Countdown to Blastoff

I have 1 week in which to prepare for the high school graduation of YoungerDaughter.

Gah.

My internet connection at home has been spotty – at best.  The modem is dying, and has begun its last gasps of hot, tainted air.  The cable company told me they’d be out “somewhere between 8am and 5pm”.   So… that means Tuesday, the 12th of never, right?

A couple of days ago, my youngest child, OnlySon – broke his left arm.  Both bones.

The one on the bottom, is a 50% displacement fracture (according to the orthopedic doctor).

The top one, the ulna, is a slight “greenstick” break, near his wrist.  It just shows up on the x-ray as a “fuzzy line” (official radiology terminology, I assure you.) 

This x-ray was taken after they casted his arm.  Nope, they don’t re-set the bones on kids for this type of break.  Surprised me too.  There’s a long, complicated reason, the doctor explained and assured me about.  However, if the bones shift any more within the next 3 weeks, OnlySon may have to have pins and plates surgically inserted into his arm to correct this. 

Yay.

To top it off, he has to wear his new appendage accessory for at least 6 weeks, with a possibility of a separate, shorter cast for another 3 weeks after that – depending on how it heals.

He was overjoyed at this pronouncement.

So, this means no swimming. For the whole summer.  Or at least, most of it.

The one physical activity that OnlySon really gets into, and he isn’t going to be able to even splash around in a baby pool.

Last summer, we had most of our city flooded, including the public pool.

No swimming last year.

No swimming this year.

This also happened to occur 10 days before the end of his school year.

He had to stay out for the last 2 days, due to pain, and the effects of the pain medication the doctor put him on. 

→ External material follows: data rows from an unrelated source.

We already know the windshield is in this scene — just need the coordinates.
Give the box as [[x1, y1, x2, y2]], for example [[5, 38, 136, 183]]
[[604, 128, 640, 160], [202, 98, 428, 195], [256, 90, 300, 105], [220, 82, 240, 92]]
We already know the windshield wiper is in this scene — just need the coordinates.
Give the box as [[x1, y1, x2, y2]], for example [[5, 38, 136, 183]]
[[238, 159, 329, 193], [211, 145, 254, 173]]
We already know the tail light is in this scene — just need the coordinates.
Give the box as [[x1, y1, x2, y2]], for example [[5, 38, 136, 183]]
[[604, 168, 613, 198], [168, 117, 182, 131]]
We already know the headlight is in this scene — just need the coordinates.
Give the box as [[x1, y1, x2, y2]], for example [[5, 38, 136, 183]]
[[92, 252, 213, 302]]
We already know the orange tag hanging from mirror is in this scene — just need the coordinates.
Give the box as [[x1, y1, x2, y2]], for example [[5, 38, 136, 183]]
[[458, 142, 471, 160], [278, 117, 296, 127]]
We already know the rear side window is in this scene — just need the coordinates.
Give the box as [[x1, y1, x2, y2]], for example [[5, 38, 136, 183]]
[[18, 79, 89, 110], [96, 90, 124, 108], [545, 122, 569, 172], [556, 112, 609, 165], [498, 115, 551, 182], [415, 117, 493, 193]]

The end of this school year is looming over all of our heads like a vicious, man-eating hydra, snarling, dripping and horrible.

See, with the dripping?

And every time you take care of one problem, cut off one of the heads – 2 more sprout and take its place.

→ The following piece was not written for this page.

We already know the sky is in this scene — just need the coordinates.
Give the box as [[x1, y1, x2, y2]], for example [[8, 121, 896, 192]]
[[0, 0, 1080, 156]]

Gotta love that Greek mythology.

So, I’m making lists, checking them – not twice, I’m not Santa Claus – but constantly, throughout the day, everyday.

Planning, re-planning, re-drawing my battle plans and lists.

Counting down to blastoff.

Graduation Day.

Where the hell are my cap and gown?

I should be graduating with honors for my multitasking abilities and for keeping my sanity.